If there are doubts as to how the situation will unfold if India detonates a nuclear device, then one has to look to the 123 Agreement for the details. Click here for the text of the proposed 123 Agreement

At Article 14 of the proposed 123 Agreement, it says that “Either Party shall have the right to terminate this Agreement prior to its expiration on one year’s written notice to the other Party.” So if India detonates a nuclear device, under the “United States-India Peaceful Atomic Energy Cooperation Act” of 2006, the US can, among other actions, immediately withdraw its waiver to India, and call for a termination of the 123 Agreement

“Following the cessation of cooperation under this Agreement, either Party shall have the right to require the return by the other Party of any nuclear material, equipment, non-nuclear material or components transferred under this Agreement and any special fissionable material produced through their use”, according to the 123 Agreement.

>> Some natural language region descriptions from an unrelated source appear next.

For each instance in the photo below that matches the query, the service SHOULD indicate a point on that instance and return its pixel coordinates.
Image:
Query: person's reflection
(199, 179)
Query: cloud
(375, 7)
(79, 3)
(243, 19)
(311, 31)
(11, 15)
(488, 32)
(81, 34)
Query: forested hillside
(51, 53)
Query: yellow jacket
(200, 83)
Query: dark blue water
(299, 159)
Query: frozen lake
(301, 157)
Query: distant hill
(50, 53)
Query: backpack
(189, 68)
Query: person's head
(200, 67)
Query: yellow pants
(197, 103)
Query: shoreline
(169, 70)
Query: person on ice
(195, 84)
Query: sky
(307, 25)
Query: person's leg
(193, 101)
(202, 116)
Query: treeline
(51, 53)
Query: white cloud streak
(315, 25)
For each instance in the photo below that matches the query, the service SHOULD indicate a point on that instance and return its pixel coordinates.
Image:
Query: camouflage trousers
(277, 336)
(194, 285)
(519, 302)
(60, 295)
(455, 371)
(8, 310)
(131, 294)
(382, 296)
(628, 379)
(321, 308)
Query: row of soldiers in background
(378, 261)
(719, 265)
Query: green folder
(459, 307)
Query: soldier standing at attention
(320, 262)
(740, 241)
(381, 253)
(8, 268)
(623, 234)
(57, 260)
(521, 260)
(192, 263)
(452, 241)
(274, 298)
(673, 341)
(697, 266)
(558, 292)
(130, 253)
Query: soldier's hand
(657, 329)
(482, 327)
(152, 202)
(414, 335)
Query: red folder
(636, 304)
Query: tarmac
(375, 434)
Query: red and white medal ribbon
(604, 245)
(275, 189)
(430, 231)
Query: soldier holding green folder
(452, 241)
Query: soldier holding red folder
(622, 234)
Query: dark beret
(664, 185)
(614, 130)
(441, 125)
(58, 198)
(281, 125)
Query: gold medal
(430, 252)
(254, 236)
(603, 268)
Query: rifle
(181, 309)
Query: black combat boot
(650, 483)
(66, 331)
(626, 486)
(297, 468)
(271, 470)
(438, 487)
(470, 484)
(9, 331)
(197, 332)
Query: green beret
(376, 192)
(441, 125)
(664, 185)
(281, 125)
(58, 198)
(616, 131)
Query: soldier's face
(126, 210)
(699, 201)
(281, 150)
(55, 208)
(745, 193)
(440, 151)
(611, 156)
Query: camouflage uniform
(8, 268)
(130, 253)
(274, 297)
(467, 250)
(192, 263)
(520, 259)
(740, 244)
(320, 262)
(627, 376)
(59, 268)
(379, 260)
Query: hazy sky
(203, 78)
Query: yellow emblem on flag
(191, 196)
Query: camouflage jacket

That would leave India’s civilian nuclear program starved for fuel. There have been hints that the US would in such a situation come to India’s rescue, by arranging for alternate supply from third countries.

But a country’s civilian nuclear program cannot be built on vague promises of good-will. If 123 Agreement is to go forward, the US will have to incorporate into the proposed agreement a clause stating that notwithstanding anything in earlier agreements and Acts of the US government, the supply of fuel from the US to India will not be affected by any developments in India’s military nuclear program.

By insisting that all is alright with the deal, Prime Minister Manmohan Singh may be doing a dis-service to India.